OLSRegression

Create the regression data from a data frame. The data frame must have a column with the response name responseName and columns with the names in the list predictorNames. The data type of these columns must be Double. hasIntercept indicates if the regression should include an intercept term. The default is true. The data in the data frame does not need to have a column for estimating the intercept.

This is the adjusted R-squared = 1 - ((1 - R-squared)*(n-1)/(n-p)) where n is the number of observations and p is the number of parameters estimated (including the intercept).

An estimate of the variance of the (residual) errors. This is MSE = SSE/(n-p)

Indicates true if the regression model includes an intercept term.

The hat matrix is defined in terms of the design matrix X by

$X(X^{T}X)^{-1}X^{T}$

The total number of observations (y_1, y_2, ..., y_n), where n = the number of observations.

Number of parameters in the model (including the intercept, if estimated)

An array containing the estimated parameters of the regression. The b_0, b_1_,..., b_k, where b_0 is the intercept term and k is the number of parameters estimated, so p = k + 1 is the total number of parameters (including the intercept term).

The standard error estimate for each regression coefficient.

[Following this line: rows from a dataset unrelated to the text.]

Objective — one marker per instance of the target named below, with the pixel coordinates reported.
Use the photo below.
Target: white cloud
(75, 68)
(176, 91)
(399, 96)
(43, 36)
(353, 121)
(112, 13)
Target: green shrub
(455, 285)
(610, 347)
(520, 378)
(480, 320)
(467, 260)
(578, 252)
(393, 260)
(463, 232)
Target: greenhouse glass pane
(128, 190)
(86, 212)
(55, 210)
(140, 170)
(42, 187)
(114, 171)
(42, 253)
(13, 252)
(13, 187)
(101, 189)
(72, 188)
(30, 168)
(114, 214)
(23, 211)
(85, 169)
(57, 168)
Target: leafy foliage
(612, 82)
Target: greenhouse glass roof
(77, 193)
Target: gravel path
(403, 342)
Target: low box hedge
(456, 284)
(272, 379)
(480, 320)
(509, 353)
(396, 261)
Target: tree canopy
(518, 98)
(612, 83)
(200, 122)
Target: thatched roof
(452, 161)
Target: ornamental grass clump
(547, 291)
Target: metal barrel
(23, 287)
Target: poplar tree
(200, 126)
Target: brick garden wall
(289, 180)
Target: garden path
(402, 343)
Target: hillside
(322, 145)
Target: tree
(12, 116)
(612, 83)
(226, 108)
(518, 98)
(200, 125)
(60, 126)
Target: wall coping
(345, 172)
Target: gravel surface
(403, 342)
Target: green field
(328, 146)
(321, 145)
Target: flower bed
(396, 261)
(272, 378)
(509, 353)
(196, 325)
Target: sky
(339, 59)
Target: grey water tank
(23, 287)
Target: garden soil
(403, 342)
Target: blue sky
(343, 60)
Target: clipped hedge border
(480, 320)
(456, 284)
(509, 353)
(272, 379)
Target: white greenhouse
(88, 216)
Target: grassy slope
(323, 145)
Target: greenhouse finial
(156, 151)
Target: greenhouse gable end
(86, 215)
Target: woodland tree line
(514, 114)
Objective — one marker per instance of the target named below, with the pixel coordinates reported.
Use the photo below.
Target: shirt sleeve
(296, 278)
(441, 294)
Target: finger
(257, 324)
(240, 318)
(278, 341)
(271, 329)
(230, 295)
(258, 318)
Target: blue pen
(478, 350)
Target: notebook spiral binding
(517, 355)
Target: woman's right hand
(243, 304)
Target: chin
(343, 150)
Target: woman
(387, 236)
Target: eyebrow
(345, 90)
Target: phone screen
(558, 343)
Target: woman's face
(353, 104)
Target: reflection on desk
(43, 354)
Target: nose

Estimates for the variance of the regression parameters. The variance-covariance matrix of the regression parameters

The names of the predictor variables

An estimate of the variance of Y. The sample variance of the dependent variable.

The average distance that the observed values fall from the regression line. It tells you how wrong the regression model is on average using the units of the response variable. Smaller values are better because it indicates that the observations are closer to the fitted line. The standard deviation of the errors in the regression model. Sometimes called the standard error of the estimate. This is the square root of MSE.

The array of residual errors, e_i = (y_i - yHat_i)

This is SSE (sum of squared residual error).

The response values, the regressand values, the Y's

The name of the response variable

This is the coefficient of multiple determination. R-squared = SSR/SST = 1 - SSE/SST, where SSE is the sum of squared residuals, SST is the total sum of squares, and SSR is the sum of squares for the regression. Note that SST = SSR + SSE.

The array of standardize residuals

The SST total sum of squares. Sum of squared deviations of Y from its mean.

Loads a new dataset for performing the regression analysis.

The data associated with the named predictor. The name must exist as a predictor name.